The Microsoft Naive Bayes algorithm calculates the probability of every state of each input column, given each possible state of the predictable column. You can use the Microsoft Naive Bayes Viewer in Business Intelligence Development Studio to see a visual representation of how the algorithm distributes states, as shown in the following graphic.

Naive bayes distribution of states

The Microsoft Naive Bayes Viewer lists each input column in the dataset, and shows how the states of each column are distributed, given each state of the predictable column. You can use this view to identify the input columns that are important for differentiating between states of the predictable column. For example, in the Commute Distance column shown here, if the customer commutes from one to two miles to work, the probability that the customer will buy a bike is 0.387, and the probability that the customer will not buy a bike is 0.287. In this example, the algorithm uses the numeric information, derived from customer characteristics such as commute distance, to predict whether a customer will buy a bike. For more information about using the Microsoft Naive Bayes Viewer, see Viewing a Mining Model with the Microsoft Naive Bayes Viewer.

Data Required for Naive Bayes Models

When you prepare data for use in training a Naive Bayes model, you should understand the requirements for the algorithm, including how much data is needed, and how the data is used.

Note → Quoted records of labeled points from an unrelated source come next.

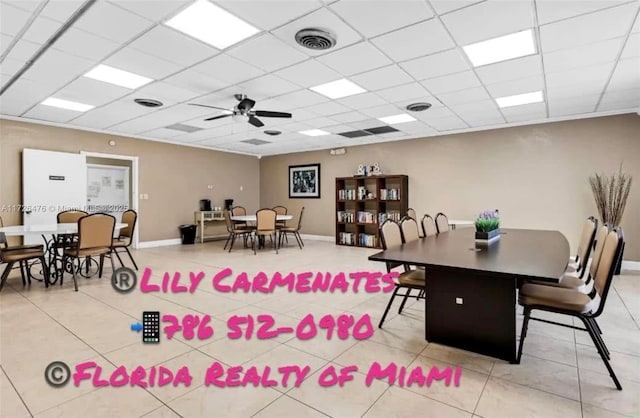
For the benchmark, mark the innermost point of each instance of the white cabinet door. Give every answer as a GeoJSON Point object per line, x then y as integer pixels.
{"type": "Point", "coordinates": [51, 182]}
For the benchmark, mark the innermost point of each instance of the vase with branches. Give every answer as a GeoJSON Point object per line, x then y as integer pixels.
{"type": "Point", "coordinates": [611, 193]}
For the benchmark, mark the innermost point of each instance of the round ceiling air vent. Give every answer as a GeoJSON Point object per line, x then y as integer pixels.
{"type": "Point", "coordinates": [418, 107]}
{"type": "Point", "coordinates": [148, 102]}
{"type": "Point", "coordinates": [316, 39]}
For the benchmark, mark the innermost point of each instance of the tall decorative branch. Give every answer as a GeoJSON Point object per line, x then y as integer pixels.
{"type": "Point", "coordinates": [611, 193]}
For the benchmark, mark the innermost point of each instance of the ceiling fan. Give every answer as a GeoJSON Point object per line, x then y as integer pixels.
{"type": "Point", "coordinates": [245, 108]}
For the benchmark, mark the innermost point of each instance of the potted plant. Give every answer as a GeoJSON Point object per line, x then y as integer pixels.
{"type": "Point", "coordinates": [488, 226]}
{"type": "Point", "coordinates": [611, 194]}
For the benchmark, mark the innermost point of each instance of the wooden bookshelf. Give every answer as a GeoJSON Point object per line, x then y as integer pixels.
{"type": "Point", "coordinates": [363, 203]}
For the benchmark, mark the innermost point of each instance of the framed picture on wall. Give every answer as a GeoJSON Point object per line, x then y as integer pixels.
{"type": "Point", "coordinates": [304, 181]}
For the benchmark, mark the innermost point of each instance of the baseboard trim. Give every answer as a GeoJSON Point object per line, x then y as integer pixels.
{"type": "Point", "coordinates": [318, 237]}
{"type": "Point", "coordinates": [160, 243]}
{"type": "Point", "coordinates": [631, 265]}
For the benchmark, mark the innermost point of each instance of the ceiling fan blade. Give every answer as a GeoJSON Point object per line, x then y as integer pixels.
{"type": "Point", "coordinates": [217, 117]}
{"type": "Point", "coordinates": [255, 121]}
{"type": "Point", "coordinates": [212, 107]}
{"type": "Point", "coordinates": [269, 114]}
{"type": "Point", "coordinates": [246, 104]}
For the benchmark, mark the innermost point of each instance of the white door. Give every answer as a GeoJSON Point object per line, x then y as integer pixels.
{"type": "Point", "coordinates": [51, 182]}
{"type": "Point", "coordinates": [108, 189]}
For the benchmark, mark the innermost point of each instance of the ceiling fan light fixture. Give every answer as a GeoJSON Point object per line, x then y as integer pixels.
{"type": "Point", "coordinates": [316, 39]}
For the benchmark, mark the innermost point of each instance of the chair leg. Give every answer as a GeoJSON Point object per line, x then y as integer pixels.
{"type": "Point", "coordinates": [404, 300]}
{"type": "Point", "coordinates": [5, 274]}
{"type": "Point", "coordinates": [523, 333]}
{"type": "Point", "coordinates": [386, 311]}
{"type": "Point", "coordinates": [131, 257]}
{"type": "Point", "coordinates": [592, 333]}
{"type": "Point", "coordinates": [45, 271]}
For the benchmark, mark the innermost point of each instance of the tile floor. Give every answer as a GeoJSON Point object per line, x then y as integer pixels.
{"type": "Point", "coordinates": [561, 374]}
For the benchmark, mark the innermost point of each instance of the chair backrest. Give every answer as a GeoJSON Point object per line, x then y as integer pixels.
{"type": "Point", "coordinates": [409, 228]}
{"type": "Point", "coordinates": [70, 216]}
{"type": "Point", "coordinates": [95, 231]}
{"type": "Point", "coordinates": [607, 265]}
{"type": "Point", "coordinates": [129, 217]}
{"type": "Point", "coordinates": [429, 226]}
{"type": "Point", "coordinates": [586, 240]}
{"type": "Point", "coordinates": [442, 223]}
{"type": "Point", "coordinates": [601, 237]}
{"type": "Point", "coordinates": [266, 220]}
{"type": "Point", "coordinates": [390, 234]}
{"type": "Point", "coordinates": [300, 219]}
{"type": "Point", "coordinates": [238, 211]}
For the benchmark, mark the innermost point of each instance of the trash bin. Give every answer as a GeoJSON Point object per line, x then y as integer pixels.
{"type": "Point", "coordinates": [188, 233]}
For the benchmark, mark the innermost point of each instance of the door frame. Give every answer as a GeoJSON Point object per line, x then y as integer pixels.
{"type": "Point", "coordinates": [134, 183]}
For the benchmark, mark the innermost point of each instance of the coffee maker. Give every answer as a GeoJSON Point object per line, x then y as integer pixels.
{"type": "Point", "coordinates": [205, 205]}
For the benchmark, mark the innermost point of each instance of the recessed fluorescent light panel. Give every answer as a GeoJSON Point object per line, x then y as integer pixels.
{"type": "Point", "coordinates": [520, 99]}
{"type": "Point", "coordinates": [118, 77]}
{"type": "Point", "coordinates": [67, 104]}
{"type": "Point", "coordinates": [401, 118]}
{"type": "Point", "coordinates": [503, 48]}
{"type": "Point", "coordinates": [314, 132]}
{"type": "Point", "coordinates": [339, 88]}
{"type": "Point", "coordinates": [211, 24]}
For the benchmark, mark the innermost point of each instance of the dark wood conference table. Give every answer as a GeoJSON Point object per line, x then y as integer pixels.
{"type": "Point", "coordinates": [471, 288]}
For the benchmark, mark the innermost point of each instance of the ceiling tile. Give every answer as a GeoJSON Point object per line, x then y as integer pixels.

The requirements for a Naive Bayes model are as follows:

  • A single key column   Each model must contain one numeric or text column that uniquely identifies each record. Compound keys are not allowed.

  • Input columns   In a Naive Bayes model, all columns must be either discrete or discretized columns. For information about discretizing columns, see Discretization Methods (Data Mining). For a Naive Bayes model, it is important to ensure that the input attributes are independent of each other.

  • At least one predictable column    The predictable attribute must contain discrete or discretized values. The values of the predictable column can be treated as input and frequently are, to find relationships among the columns.

Viewing the Model

To explore the model, you can use the Microsoft Naive Bayes Viewer. The viewer shows you how the input attributes relate to the predictable attribute. The viewer also provides a detailed profile of each cluster, a list of the attributes that distinguish each cluster from the others, and the characteristics of the entire training data set. For more information, see Viewing a Mining Model with the Microsoft Naive Bayes Viewer.

If you want to know more detail, you can browse the model in the Microsoft Generic Content Tree Viewer (Data Mining Designer). For more information about the type of information stored in the model, see Mining Model Content for Naive Bayes Models (Analysis Services - Data Mining).

Making Predictions

After the model has been trained, the results are stored as a set of patterns, which you can explore or use to make predictions.

You can create queries to return predictions about how new data relates to the predictable attribute, or you can retrieve statistics that describe the correlations found by the model.

For information about how to create queries against a data mining model, see Querying Data Mining Models (Analysis Services - Data Mining). For examples of how to use queries with a Naive Bayes model, see Querying a Naive Bayes Model (Analysis Services - Data Mining).

Remarks

  • Supports the use of Predictive Model Markup Language (PMML) to create mining models.

  • Supports drillthrough.

  • Does not support the creation of data mining dimensions.

  • Supports the use of OLAP mining models.